RALEIGH, N.C. — North Carolina students recorded slight gains in their math and reading proficiency, graduation rates, and readiness for college careers during the past school year, the 11th consecutive year in which progress has been made, the state Department of Public Instruction said Thursday.

“Many schools face significant challenges in terms of critical resources and student needs, but these results show that hard-working educators are making a difference and that students are making gains in their learning,” State Superintendent June Atkinson said in a statement.

End-of-grade performance in both reading and mathematics showed 35.4 percent of students as proficient in the two subjects, up from 33.8 percent in the previous school year. For math only, the figures jumped from 44.1 percent to 47 percent, while the increase in reading was more modest, rising from 45.1 percent in 2014-15 to 45.8 percent in 2015-16.

The results also showed modest gains in grade-level proficiency. Proficiency in reading and math rose from 43.5 percent of students in 2014-15 to 45 percent in 2015-16. In math only, proficiency rose to 54.7 percent from 52.2 percent, while in reading it rose by just 0.6 percentage points, to 56.5 percent.

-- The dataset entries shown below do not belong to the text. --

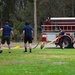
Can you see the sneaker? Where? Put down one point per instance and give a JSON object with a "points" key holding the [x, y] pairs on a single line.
{"points": [[1, 51]]}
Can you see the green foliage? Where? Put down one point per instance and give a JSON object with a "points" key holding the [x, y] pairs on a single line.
{"points": [[39, 62]]}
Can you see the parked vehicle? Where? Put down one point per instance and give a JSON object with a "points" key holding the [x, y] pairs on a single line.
{"points": [[50, 30]]}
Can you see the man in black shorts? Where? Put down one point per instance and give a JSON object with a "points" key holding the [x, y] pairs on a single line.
{"points": [[63, 38], [27, 36], [6, 32]]}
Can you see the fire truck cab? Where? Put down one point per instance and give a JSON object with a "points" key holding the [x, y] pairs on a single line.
{"points": [[50, 30]]}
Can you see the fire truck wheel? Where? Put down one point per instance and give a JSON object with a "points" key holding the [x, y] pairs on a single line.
{"points": [[68, 43]]}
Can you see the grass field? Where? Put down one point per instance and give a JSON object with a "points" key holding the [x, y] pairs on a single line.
{"points": [[39, 62]]}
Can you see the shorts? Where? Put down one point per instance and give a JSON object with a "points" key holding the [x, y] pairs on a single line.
{"points": [[5, 39], [63, 39], [28, 39]]}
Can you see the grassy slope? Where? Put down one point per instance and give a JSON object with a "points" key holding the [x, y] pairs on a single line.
{"points": [[40, 62]]}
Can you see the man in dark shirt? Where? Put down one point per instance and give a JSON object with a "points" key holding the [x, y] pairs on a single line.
{"points": [[6, 32], [27, 36]]}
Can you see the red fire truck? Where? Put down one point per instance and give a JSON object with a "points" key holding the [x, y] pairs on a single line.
{"points": [[50, 30]]}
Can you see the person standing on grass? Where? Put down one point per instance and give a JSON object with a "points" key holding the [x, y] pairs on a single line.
{"points": [[27, 36], [6, 33], [61, 33]]}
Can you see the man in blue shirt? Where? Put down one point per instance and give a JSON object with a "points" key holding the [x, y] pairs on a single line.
{"points": [[6, 32], [27, 36]]}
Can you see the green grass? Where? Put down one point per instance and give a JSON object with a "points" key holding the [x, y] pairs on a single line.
{"points": [[39, 62]]}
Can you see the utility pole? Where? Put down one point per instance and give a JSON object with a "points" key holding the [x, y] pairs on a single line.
{"points": [[35, 22]]}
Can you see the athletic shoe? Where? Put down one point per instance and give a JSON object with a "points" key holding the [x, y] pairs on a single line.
{"points": [[1, 51]]}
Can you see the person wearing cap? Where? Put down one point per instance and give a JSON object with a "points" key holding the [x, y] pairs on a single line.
{"points": [[6, 33], [27, 36]]}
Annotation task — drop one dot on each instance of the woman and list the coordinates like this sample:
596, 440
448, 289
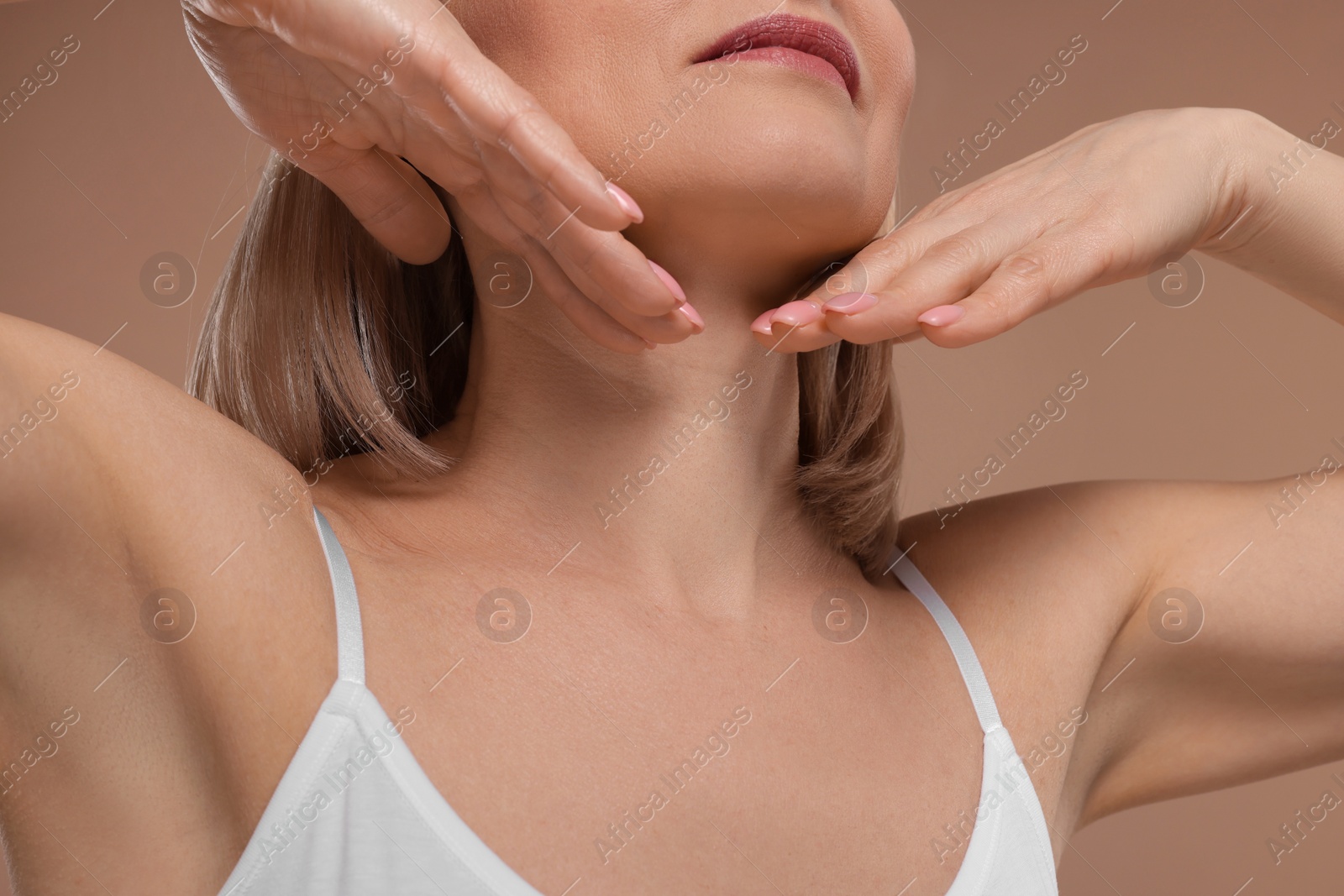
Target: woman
624, 618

In grades three through eight, student proficiency edged up to 56.9 percent from 56.3 percent in 2014-15. In math, overall proficiency increased to 54.7 percent from 52.2 percent. Grade-level proficiency in science reached 71.6 percent in fifth grade, 73.9 percent in eighth grade and 55.5 percent in high school biology.

Graduation rates also rose, reaching 85.8 percent, up a fraction from 85.6 percent in the previous school year.

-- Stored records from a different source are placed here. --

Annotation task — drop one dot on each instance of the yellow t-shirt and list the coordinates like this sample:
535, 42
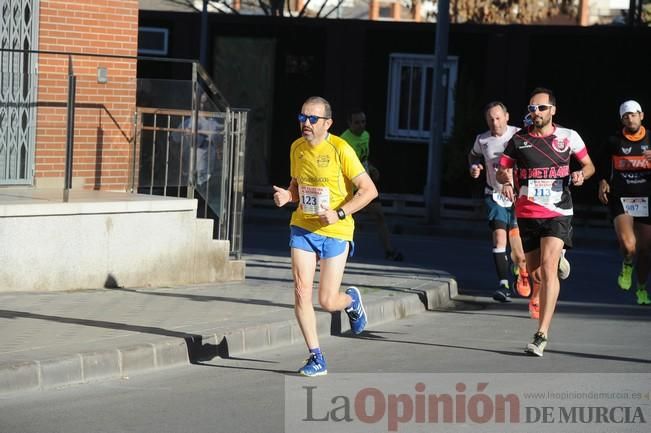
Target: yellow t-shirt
324, 175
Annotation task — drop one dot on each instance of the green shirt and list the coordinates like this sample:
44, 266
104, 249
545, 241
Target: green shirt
359, 143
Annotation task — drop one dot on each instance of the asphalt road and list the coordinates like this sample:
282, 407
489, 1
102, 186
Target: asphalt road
598, 331
247, 394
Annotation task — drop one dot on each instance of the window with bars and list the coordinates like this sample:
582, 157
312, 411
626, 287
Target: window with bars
409, 99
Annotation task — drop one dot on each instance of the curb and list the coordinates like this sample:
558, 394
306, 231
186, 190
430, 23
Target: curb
123, 362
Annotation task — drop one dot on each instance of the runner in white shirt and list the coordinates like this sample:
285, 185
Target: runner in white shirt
485, 155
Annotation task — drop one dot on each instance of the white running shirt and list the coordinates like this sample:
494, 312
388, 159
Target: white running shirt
491, 148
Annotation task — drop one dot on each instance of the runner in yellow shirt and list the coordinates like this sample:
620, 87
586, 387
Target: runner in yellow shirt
324, 173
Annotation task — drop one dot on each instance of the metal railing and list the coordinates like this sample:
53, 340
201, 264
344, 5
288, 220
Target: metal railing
192, 143
223, 202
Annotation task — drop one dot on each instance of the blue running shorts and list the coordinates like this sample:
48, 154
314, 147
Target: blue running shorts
324, 246
499, 217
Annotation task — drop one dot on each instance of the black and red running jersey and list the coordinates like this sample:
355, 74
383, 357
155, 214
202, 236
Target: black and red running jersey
629, 171
542, 171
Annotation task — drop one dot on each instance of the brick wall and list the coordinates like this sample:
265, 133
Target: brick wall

Four-year graduation rates among all groups exceeded 80 percent for the first time. Students from low-income families jumped a full percentage point from last school year to 80.6 percent, while the rate for black students increased by 0.7 percentage points, to 82.9 percent. Among Hispanics, the increase was 0.1 percentage points, to 80.1 percent.

Public schools in general fared better in 2015-16 than they had in the previous school year, according to the report. Nearly a third of North Carolina’s 2,459 traditional public and charter schools achieved A’s and B’s for the year, while the proportion of schools receiving D’s and F’s fell to less than a quarter of all schools.